2010 Martiniquean status referendum

Results
| Choice | Votes | % |
| Yes | 32,954 | 20.69% |
| No | 126,298 | 79.31% |
| Valid votes | 159,252 | 96.99% |
| Invalid or blank votes | 4,946 | 3.01% |
| Total votes | 164,198 | 100.00% |
| Registered voters/turnout | 296,802 | 55.32% |

= 2010 Martiniquean status referendum =

A referendum on becoming an overseas territory was held in Martinique on 10 January 2010. The proposal was rejected by 79% of voters, with a turnout of 55%. A simultaneous referendum was rejected in French Guiana.

==Background==
French President Nicolas Sarkozy proposed the referendum after visiting the Caribbean island of Martinique in June 2009. The French overseas departments of Martinique and Guadeloupe had suffered prolonged general strikes in early 2009, due to low wages and standards of living. The rationale for holding a referendum on Martinique's status came about after protests in 2009 about growing unemployment and inflation throughout the French Caribbean, leading to the French government to hold negotiations with the local Martiniqueans government about their status within Overseas France.

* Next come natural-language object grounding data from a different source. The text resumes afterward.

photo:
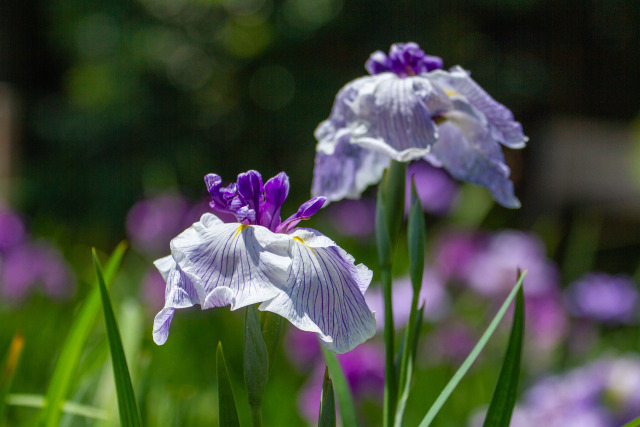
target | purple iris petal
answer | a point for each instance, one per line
(405, 59)
(276, 191)
(409, 108)
(297, 273)
(306, 210)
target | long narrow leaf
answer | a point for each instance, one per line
(416, 237)
(10, 365)
(448, 389)
(342, 390)
(69, 357)
(327, 415)
(227, 410)
(256, 363)
(504, 396)
(68, 407)
(272, 327)
(127, 405)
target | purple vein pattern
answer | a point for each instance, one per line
(297, 273)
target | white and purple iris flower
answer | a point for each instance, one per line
(410, 108)
(297, 273)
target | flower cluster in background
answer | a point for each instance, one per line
(28, 264)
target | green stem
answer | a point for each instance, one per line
(256, 415)
(390, 383)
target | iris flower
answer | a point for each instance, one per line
(297, 273)
(410, 108)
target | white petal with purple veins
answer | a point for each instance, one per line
(501, 123)
(324, 293)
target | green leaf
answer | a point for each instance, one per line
(68, 407)
(256, 362)
(342, 390)
(10, 366)
(127, 405)
(504, 395)
(633, 423)
(393, 187)
(69, 358)
(327, 416)
(227, 410)
(272, 333)
(448, 389)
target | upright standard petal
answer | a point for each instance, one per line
(214, 264)
(347, 171)
(324, 293)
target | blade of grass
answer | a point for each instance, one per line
(504, 395)
(448, 389)
(227, 410)
(327, 416)
(74, 344)
(10, 367)
(416, 239)
(68, 407)
(127, 405)
(342, 390)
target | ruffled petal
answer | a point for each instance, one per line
(324, 293)
(469, 153)
(214, 264)
(384, 113)
(347, 171)
(503, 127)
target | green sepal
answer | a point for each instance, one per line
(504, 395)
(464, 368)
(227, 410)
(127, 404)
(327, 415)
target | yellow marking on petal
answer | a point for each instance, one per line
(299, 240)
(242, 227)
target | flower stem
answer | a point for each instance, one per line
(390, 383)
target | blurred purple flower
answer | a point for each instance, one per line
(30, 265)
(409, 108)
(450, 342)
(604, 298)
(493, 271)
(153, 222)
(435, 187)
(432, 294)
(455, 251)
(353, 217)
(12, 230)
(363, 368)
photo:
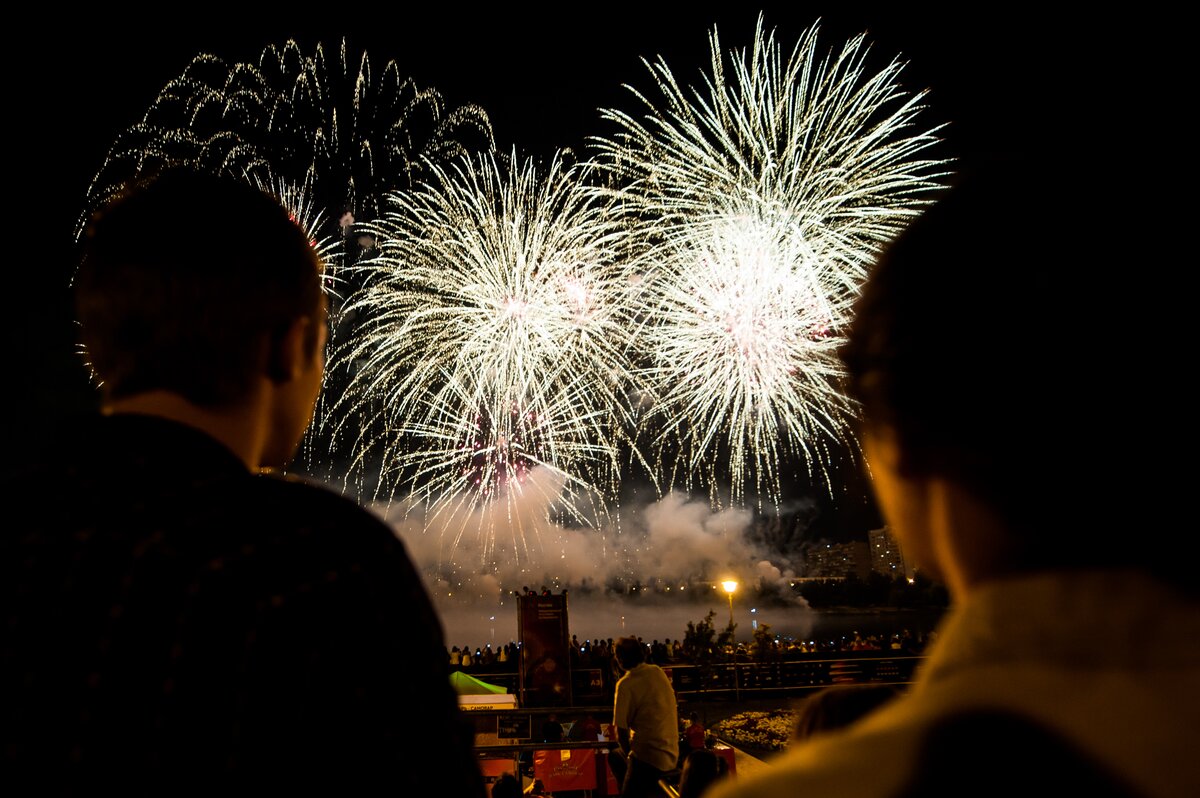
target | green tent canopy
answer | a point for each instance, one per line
(468, 685)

Martiniquean voters were asked whether they wanted more power to be given to the local government based in Fort-de-France. Martinique was an overseas region and an overseas department of France, regulated by the article 73 of the French Constitution, giving it the same political status as metropolitan departments and regions. The proposed change would have led to it becoming an overseas collectivity, regulated by the article 74 of the French Constitution, similar to French Polynesia.

==Results==

| Choice |  | Votes | % |
| For |  | 32,954 | 20.69 |
| Against |  | 126,298 | 79.31 |
| Total |  | 159,252 | 100.00 |
| Valid votes |  | 159,252 | 96.99 |
| Invalid/blank votes |  | 4,946 | 3.01 |
| Total votes |  | 164,198 | 100.00 |
| Registered voters/turnout |  | 296,802 | 55.32 |
Source: Direct Democracy

== Aftermath ==
79% of Mariniqueans who voted rejected the option for more autonomy. After the vote, President Sarkosy said that the result would "close the debate" on more autonomy for Martinique "for a long time". This came after "No" voters had claimed that more autonomy would lead to a drop in payments of French social benefits. Senator Claude Lise, who backed the autonomy vote, stated "this was a vote of panic".